In early May, Kyle Swenson’s Twitter feed began to fill with monkeys: monkeys in sunglasses, monkeys in Hawaiian shirts, monkeys in sailor hats, with frozen smiles and grimaces. It was all a little strange, Swenson thought, until the 25-year-old salesman from Florida bought his own monkey avatar. He had joined the Bored Ape Yacht Club, a website selling avatars related to NFT. The site launched on April 30 and has listed 10,000 images of primates for sale. Each avatar, with a comic book aesthetic and unique features, was released for around $ 200. They were gone in a day. Most users have bought more than one to resell or trade in. Today, they can only be bought second-hand on the Open Sea platform, and the cheapest costs around $ 45,000. While the rarer monkeys reach astronomical numbers, more common specimens are more readily available. In a way, they’re like baseball cards, but with a lot more money at stake.

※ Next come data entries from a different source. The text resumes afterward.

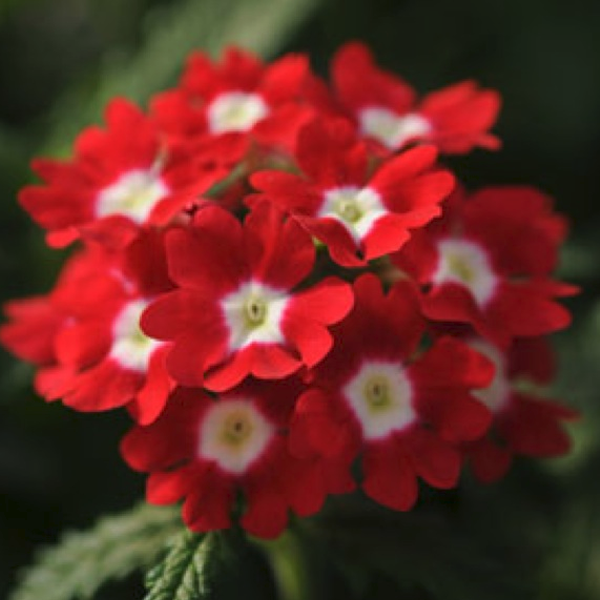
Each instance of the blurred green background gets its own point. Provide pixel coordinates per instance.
(60, 60)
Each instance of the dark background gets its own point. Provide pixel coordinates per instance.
(60, 60)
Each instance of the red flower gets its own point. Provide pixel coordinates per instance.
(120, 178)
(487, 262)
(359, 216)
(86, 337)
(455, 119)
(235, 314)
(371, 398)
(525, 423)
(240, 95)
(208, 449)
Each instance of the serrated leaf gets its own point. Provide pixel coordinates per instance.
(114, 548)
(184, 574)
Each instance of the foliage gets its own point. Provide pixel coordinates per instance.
(83, 561)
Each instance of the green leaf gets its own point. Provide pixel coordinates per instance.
(184, 574)
(114, 548)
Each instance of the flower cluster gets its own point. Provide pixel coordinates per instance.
(291, 295)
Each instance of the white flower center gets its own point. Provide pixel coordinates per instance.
(356, 208)
(131, 347)
(380, 395)
(234, 434)
(391, 129)
(496, 395)
(466, 263)
(134, 195)
(235, 111)
(253, 314)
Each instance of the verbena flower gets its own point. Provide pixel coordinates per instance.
(273, 276)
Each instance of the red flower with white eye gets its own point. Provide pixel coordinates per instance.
(371, 398)
(94, 355)
(236, 312)
(121, 178)
(359, 216)
(240, 95)
(487, 263)
(524, 422)
(455, 119)
(206, 450)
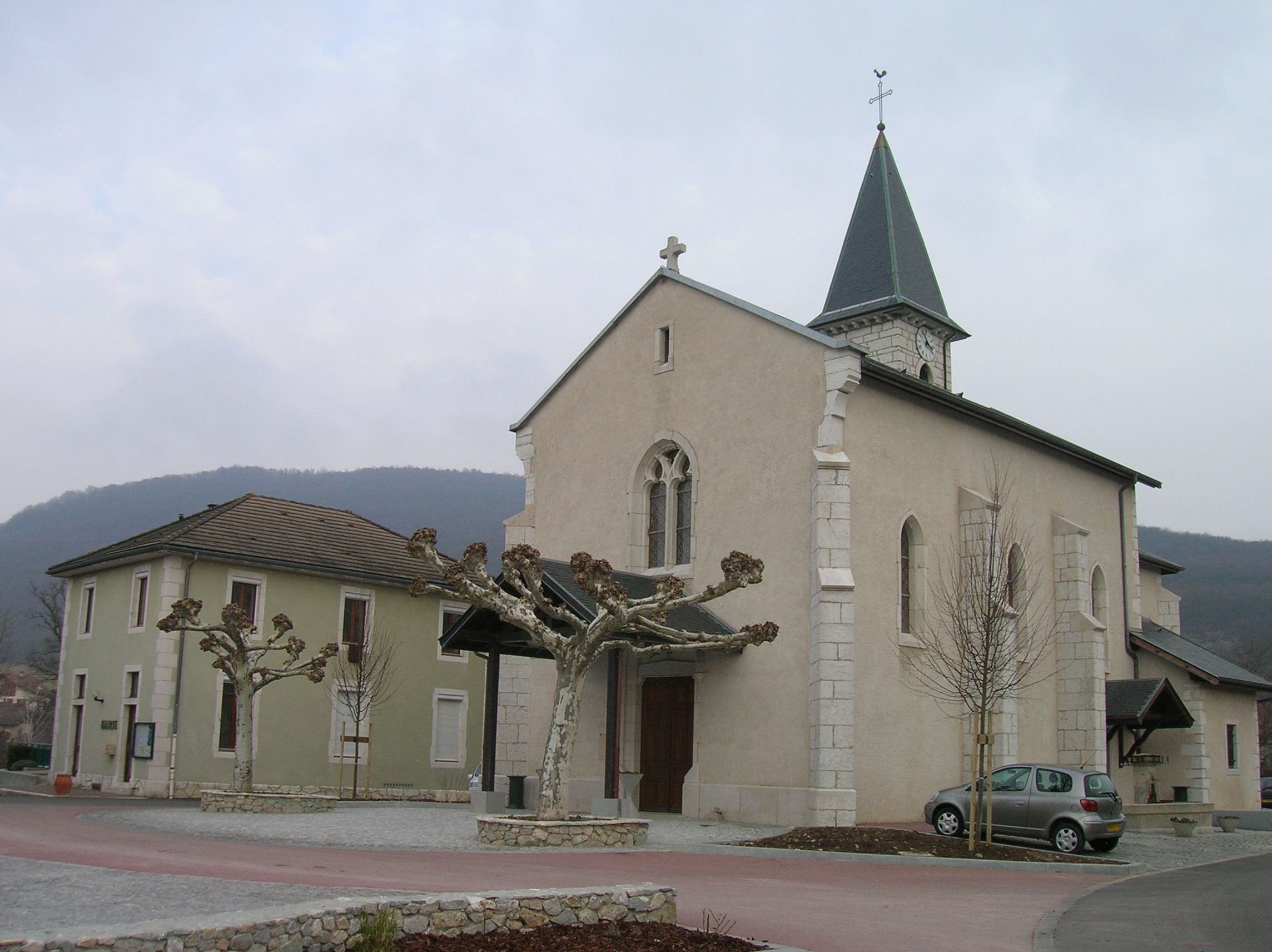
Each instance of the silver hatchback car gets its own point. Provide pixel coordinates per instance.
(1067, 806)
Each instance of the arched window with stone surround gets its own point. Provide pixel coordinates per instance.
(1017, 579)
(1099, 596)
(910, 577)
(669, 498)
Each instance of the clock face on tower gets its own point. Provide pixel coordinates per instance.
(926, 341)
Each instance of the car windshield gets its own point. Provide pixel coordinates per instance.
(1101, 786)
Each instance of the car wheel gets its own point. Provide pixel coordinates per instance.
(948, 822)
(1067, 838)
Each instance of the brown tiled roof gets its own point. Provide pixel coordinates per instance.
(275, 534)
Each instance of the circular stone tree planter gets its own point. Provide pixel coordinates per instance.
(580, 831)
(232, 802)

Swenson has two Bored Apes, two Bored Ape Kennels, Goatz, Pudgy Penguins, Alien Boys … These are all part of different NFT collections. Just as there used to be football and Disney movie stickers in a newsstand, there are NFT collections of all kinds on the internet. The bored monkeys are the last to prevail. The first, and most successful, were the CryptoPunks. One of those eight-bit images sold at Christie’s last May for almost $ 17 million.
So why are people paying such exorbitant amounts of money? “Artistically, I would say they’re crap,” Guadamuz said bluntly. “But the value of the CryptoPunks is that they were the first.” De Filippi agrees with him, recognizing their simplicity and drawing an avant-garde lineage. “It’s like [Marcel] Duchamp, who was the first to create ready-made works [everyday objects that were transformed into art only through their context]. This is why his works have value, because they are pioneering.
The first rule of the Bored Ape Yacht Club is simple: monkey see, monkey do. “Before I joined, I barely had Twitter followers, now I have a few thousand,” Swenson proudly confessed. The social component of NFT communities is important for collectors, as getting status and making noise about your collectibles can drive up the price. Basically what makes you cooler sometimes makes you richer too.
There are no yachts or monkeys, but the Bored Ape Yacht Club really functions as a social club. “When you buy a primate, you join a community,” said Swenson, who also founded the Bored Ape Gazette, the go-to newspaper for that community. Stephenson has confirmed that there is a great deal of social psychology in the rise of these collectibles. “There is definitely a fun, even childish feel to collecting NFTs,” he said. “And showing them to your friends, collecting the rare ones … is definitely part of the appeal.”
This expert believes that the success of NFT collectibles depends on what is now known as the attention economy. Stephenson’s profile photo on Twitter is a monkey with a funny face, which means he’s easy to recognize as one of the 10,000 avatars at the Bored Ape Yacht Club. It was a gift: “That’s why he has a birthday hat.” Stephenson, like many others, joined the party. And this is the one that seems far from over.